People newly arrived in Oxfordshire are often completely bemused when they hear the term ‘Aunt Sally’. They may have used it as a dismissive term for people who set themselves up as targets, but to find that it is a pub game, with teams and leagues is quite a surprise.
The game, though played almost exclusively in Oxfordshire, spills over here and there into villages in Berkshire and Buckinghamshire, and James Masters, who sells traditional pub games, says he sends equipment all over the world.

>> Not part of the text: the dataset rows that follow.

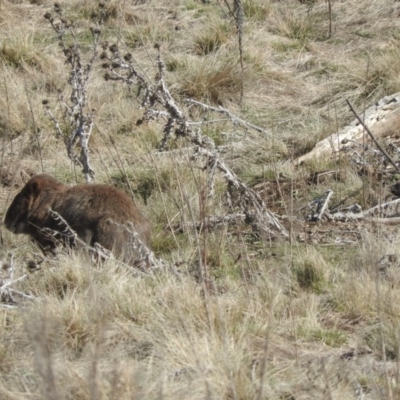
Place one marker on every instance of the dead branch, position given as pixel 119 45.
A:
pixel 78 117
pixel 7 281
pixel 383 151
pixel 235 119
pixel 210 222
pixel 157 101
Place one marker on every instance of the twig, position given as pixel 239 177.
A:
pixel 234 118
pixel 325 204
pixel 373 137
pixel 156 97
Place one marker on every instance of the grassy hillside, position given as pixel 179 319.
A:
pixel 235 315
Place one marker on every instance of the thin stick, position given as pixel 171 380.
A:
pixel 373 137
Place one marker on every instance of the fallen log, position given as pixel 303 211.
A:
pixel 383 119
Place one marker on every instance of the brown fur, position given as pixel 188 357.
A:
pixel 92 211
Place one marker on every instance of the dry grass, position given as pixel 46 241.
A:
pixel 299 320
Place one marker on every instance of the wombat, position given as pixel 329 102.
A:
pixel 97 213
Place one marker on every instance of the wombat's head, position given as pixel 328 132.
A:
pixel 17 216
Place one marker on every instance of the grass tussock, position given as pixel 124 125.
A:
pixel 235 315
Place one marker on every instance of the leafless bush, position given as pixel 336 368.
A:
pixel 158 103
pixel 77 116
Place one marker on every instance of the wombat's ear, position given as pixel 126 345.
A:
pixel 34 188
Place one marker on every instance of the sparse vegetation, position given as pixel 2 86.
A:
pixel 235 315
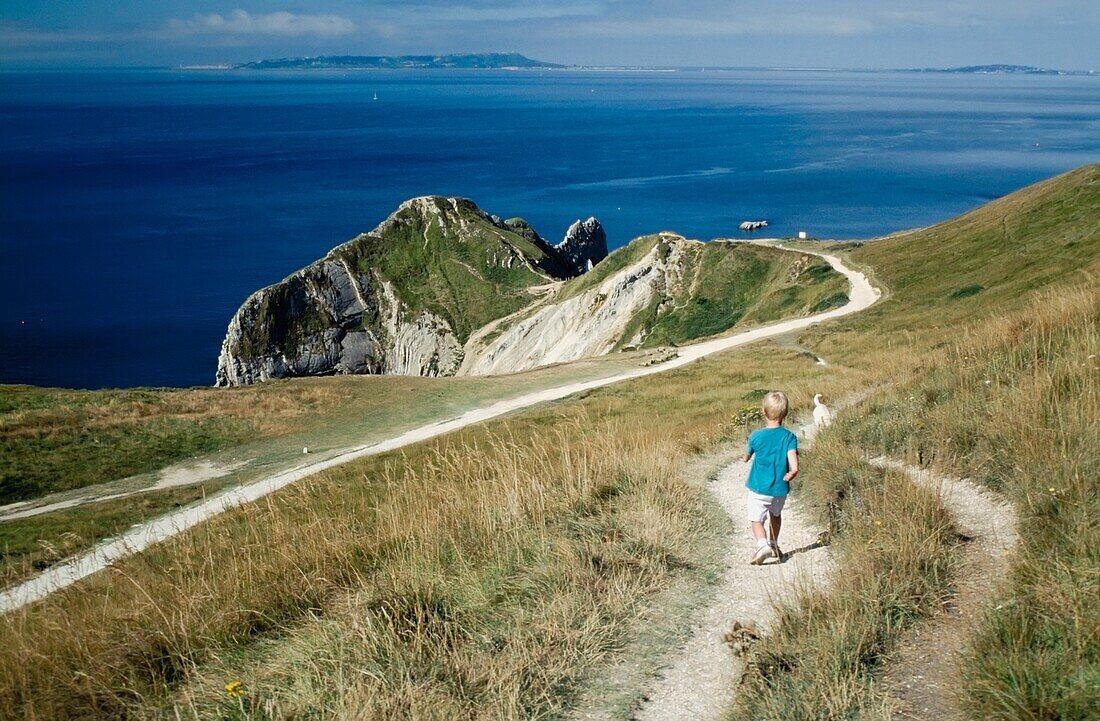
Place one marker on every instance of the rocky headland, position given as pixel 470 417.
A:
pixel 440 287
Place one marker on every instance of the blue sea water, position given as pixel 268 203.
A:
pixel 139 208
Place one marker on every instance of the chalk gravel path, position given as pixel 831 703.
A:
pixel 701 678
pixel 923 674
pixel 861 295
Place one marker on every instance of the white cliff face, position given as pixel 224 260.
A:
pixel 420 345
pixel 404 343
pixel 590 324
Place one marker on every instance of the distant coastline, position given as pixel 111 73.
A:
pixel 519 62
pixel 461 61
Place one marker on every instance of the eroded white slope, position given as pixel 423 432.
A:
pixel 861 295
pixel 586 325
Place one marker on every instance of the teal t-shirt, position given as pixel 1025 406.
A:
pixel 769 448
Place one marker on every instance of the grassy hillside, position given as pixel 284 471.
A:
pixel 722 285
pixel 986 354
pixel 975 266
pixel 730 284
pixel 486 574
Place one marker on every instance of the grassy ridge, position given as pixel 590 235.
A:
pixel 469 279
pixel 217 601
pixel 1018 407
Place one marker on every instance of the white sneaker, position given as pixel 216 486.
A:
pixel 762 554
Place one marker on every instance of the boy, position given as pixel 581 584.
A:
pixel 774 454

The game is simple in structure, but far more interesting to watch and play than this description implies. There is also a good deal of skill involved. It consists of throwing sticks at a ‘dolly’. If the dolly is knocked off its stand cleanly, without the stick hitting the supporting post of the dolly first, it scores one point. Each player has six sticks so obviously the maximum score for one player in a round is six, but a good average score is three. Keith Bradford, an Elsfield resident, who founded the Ambrosden team at the Turner’s Arms, plays in a team of eight. His brother is reckoned to be a good player and his average is 3.5. Scoring nothing from the six sticks is called a blob and is recorded as a cross.
The modern Aunt Sally head is often made of beechwood, 6 inches (15 cm) high and 3 1/2 inches (9 cm) in diameter. It has no features and is a doll in nothing but name and shape of head. It is fixed into an iron arm attached to a post so the bottom of the doll is 30 inches (75 cm) from the ground. The sticks are rather longer than a rolling pin and about the same circumference and length so are rather heavy. Masters quotes the size of the sticks they make as 18 inches (45 cm) long and 2 inches (5 cm) in diameter. They typically weigh 1 lb 4 oz (580g), though they also make slightly heavier and slightly lighter ones. The player must stand 22 feet (6.8 m) away, with his/her feet clearly behind a marked line. Each player has his own sticks carried in a canvas bag and Keith always sands his down after he has played a game, to make sure they do not get greasy and slippery. He has tried making his own, but the best ones locally are made by someone in Garsington.
At the King’s Arms in Kidlington the playing space is a long alley, similar to a skittle alley, with the dolly set up at one end in front of a large piece of canvas painted with a dark circle positioned behind the dolly so that the white dolly can be clearly seen against the black of the circle. In Brill the area where the dolly is positioned is under a plastic roof but the rest of the playing space is open to the elements. Here again the playing area is long and narrow though the alley is in the pub garden and not part of the building. On the night I was there it was raining hard, which did not deter the players, though obviously cut down on the number of people watching. The spectators huddled under umbrellas while the players sheltered under a gazebo and emerged to throw their sticks, after which they retired to their shelter and their drinks.
Keith is of the opinion that the number of teams has declined because pubs are turning increasingly to catering, rather than just being places to drink. Alleys are being knocked down so there are fewer venues. Andy Beal, secretary of the Oxford Aunt Sally League confirms Keith’s observation. There were at one time 28 sections, which meant 280 pubs and clubs in the league but this has fallen dramatically and seems to have settled at 12-13 sections with 120 to 130 teams, which means between 1300 and 1500 players. The Bampton League in West Oxfordshire has 76 teams, plays in 48 pubs and has upwards of 800 players. In 2007 they counted among their players, albeit for only a day, HRH the Prince of Wales, who found the game much harder than he expected.
Some pubs erect their Aunt Sally on the night of the game thus allowing the space to be used more flexibly. The playing space at the King’s Arms at Kidlington is one such. It doubles as a venue for receptions and is hung with blue and white wall hangings, which partially cover the old stone walls of the barn it originally was and the carpet which covers the whole of the floor is partially rolled up for the Aunt Sally game.